Frequently Asked Questions
When did the 8-minute rule start?
The 8-minute rule was first introduced in December of 1999. It took effect on April 1, 2000. You might also hear this rule called the “rule of eights.” It governs how certain service providers must bill their time with patients to Medicare and other Federally-funded health care programs. To qualify for one billable unit, the provider must spend at least eight minutes in direct contact, one-on-one treatment with the patient.
Which insurances follow the 8-minute rule?

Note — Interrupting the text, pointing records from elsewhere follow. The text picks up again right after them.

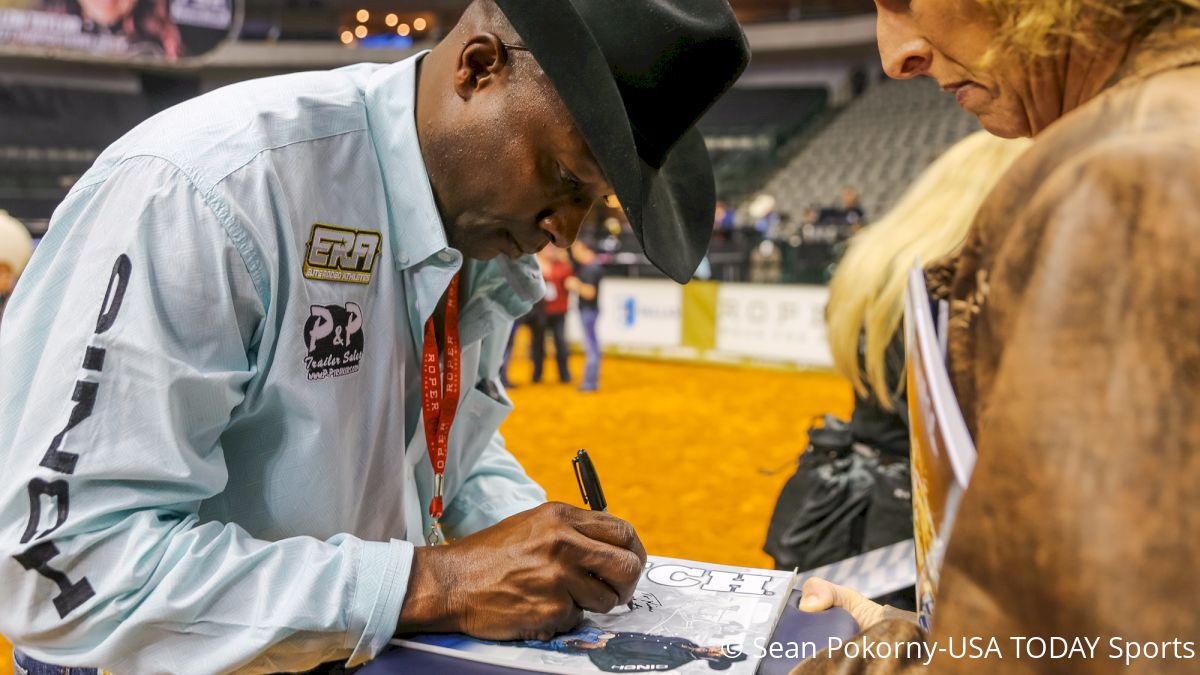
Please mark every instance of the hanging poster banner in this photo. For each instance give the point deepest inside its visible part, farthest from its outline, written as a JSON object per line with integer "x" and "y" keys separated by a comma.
{"x": 155, "y": 30}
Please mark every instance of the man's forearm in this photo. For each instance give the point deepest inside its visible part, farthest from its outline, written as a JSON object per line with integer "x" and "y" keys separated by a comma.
{"x": 426, "y": 607}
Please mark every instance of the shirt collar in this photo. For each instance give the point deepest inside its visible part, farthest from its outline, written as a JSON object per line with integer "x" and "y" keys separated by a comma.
{"x": 413, "y": 219}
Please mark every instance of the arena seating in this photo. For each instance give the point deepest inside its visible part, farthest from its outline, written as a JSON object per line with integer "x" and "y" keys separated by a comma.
{"x": 877, "y": 144}
{"x": 748, "y": 130}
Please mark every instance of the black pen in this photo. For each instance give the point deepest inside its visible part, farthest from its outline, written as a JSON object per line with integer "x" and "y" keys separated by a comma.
{"x": 589, "y": 487}
{"x": 589, "y": 482}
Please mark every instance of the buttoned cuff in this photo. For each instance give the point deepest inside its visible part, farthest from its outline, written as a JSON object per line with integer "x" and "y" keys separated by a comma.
{"x": 379, "y": 593}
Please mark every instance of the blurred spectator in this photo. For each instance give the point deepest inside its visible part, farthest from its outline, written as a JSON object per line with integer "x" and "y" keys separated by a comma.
{"x": 586, "y": 284}
{"x": 527, "y": 320}
{"x": 724, "y": 217}
{"x": 864, "y": 314}
{"x": 16, "y": 248}
{"x": 766, "y": 263}
{"x": 851, "y": 208}
{"x": 611, "y": 243}
{"x": 556, "y": 269}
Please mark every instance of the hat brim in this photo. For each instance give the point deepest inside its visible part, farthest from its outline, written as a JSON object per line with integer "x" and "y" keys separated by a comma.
{"x": 670, "y": 207}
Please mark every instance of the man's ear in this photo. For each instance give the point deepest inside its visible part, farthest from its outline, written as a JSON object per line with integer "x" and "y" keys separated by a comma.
{"x": 481, "y": 61}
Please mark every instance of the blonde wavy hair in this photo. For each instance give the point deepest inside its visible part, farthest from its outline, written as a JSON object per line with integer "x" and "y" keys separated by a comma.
{"x": 1041, "y": 28}
{"x": 930, "y": 221}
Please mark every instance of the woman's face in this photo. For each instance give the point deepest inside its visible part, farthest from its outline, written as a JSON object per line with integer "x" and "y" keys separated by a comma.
{"x": 107, "y": 12}
{"x": 947, "y": 40}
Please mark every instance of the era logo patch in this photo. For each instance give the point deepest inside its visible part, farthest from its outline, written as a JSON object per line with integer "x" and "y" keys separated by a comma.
{"x": 334, "y": 339}
{"x": 339, "y": 254}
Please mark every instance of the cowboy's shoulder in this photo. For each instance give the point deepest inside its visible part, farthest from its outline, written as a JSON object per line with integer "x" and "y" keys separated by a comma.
{"x": 219, "y": 132}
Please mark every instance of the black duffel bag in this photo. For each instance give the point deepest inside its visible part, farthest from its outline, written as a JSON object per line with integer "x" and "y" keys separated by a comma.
{"x": 845, "y": 499}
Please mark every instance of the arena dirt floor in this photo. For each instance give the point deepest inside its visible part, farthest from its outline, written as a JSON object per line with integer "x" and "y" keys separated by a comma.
{"x": 693, "y": 455}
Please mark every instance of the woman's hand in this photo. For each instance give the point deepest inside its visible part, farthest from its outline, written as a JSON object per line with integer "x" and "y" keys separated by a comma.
{"x": 820, "y": 595}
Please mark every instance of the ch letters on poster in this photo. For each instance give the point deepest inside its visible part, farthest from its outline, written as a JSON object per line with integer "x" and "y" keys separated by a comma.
{"x": 58, "y": 493}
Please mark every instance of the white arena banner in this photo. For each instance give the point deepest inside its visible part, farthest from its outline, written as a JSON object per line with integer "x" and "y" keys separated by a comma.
{"x": 640, "y": 314}
{"x": 783, "y": 323}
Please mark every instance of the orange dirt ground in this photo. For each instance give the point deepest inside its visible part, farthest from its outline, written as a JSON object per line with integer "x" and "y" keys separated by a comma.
{"x": 694, "y": 457}
{"x": 683, "y": 449}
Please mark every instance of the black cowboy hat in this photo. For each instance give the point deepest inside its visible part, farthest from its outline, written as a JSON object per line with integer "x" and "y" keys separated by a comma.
{"x": 636, "y": 76}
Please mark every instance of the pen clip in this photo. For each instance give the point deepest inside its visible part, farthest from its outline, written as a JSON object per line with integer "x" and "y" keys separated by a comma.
{"x": 579, "y": 475}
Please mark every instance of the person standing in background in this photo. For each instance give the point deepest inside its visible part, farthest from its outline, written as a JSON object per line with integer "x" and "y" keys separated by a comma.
{"x": 556, "y": 269}
{"x": 586, "y": 284}
{"x": 16, "y": 248}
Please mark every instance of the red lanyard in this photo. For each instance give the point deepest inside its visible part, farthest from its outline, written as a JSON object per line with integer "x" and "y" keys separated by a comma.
{"x": 439, "y": 399}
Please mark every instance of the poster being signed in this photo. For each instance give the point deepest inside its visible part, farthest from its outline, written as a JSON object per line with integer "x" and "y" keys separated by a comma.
{"x": 942, "y": 451}
{"x": 687, "y": 616}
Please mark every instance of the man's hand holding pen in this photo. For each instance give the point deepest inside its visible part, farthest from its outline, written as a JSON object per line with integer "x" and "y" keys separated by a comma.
{"x": 528, "y": 577}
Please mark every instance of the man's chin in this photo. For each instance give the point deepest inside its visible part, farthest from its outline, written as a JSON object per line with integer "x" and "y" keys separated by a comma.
{"x": 1003, "y": 126}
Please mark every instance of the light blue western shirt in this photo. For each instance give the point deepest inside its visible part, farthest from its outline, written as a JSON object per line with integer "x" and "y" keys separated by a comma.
{"x": 210, "y": 408}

Medicare is one of the largest insurances that follow the 8-minute rule. In addition, nearly all Federally-funded insurance programs follow this rule. This includes Medicaid, TRICARE, and CHAMPUS. While not all private insurance companies follow this rule, many of them do. You would need to check your coverage details with your insurance company to determine whether they follow the 8-minute rule. It has become somewhat of an industry standard when it comes to billing outpatient services, so you are likely to find that your insurance follows the rule as well.
Does Medicare Advantage follow the 8-minute rule?
Remember that Medicare Advantage plans are managed and administered by private insurance companies. While Medicare requires certain health care providers to follow the 8-minute rule, not all Medicare Advantage plans have this same requirement. Whether or not your Medicare Advantage plan requires providers to follow the rule depends on the specifics of your particular plan. You will find that many Medicare Advantage plans do require their providers to follow the 8-minute rule, while there are some plans out there that do not have this requirement.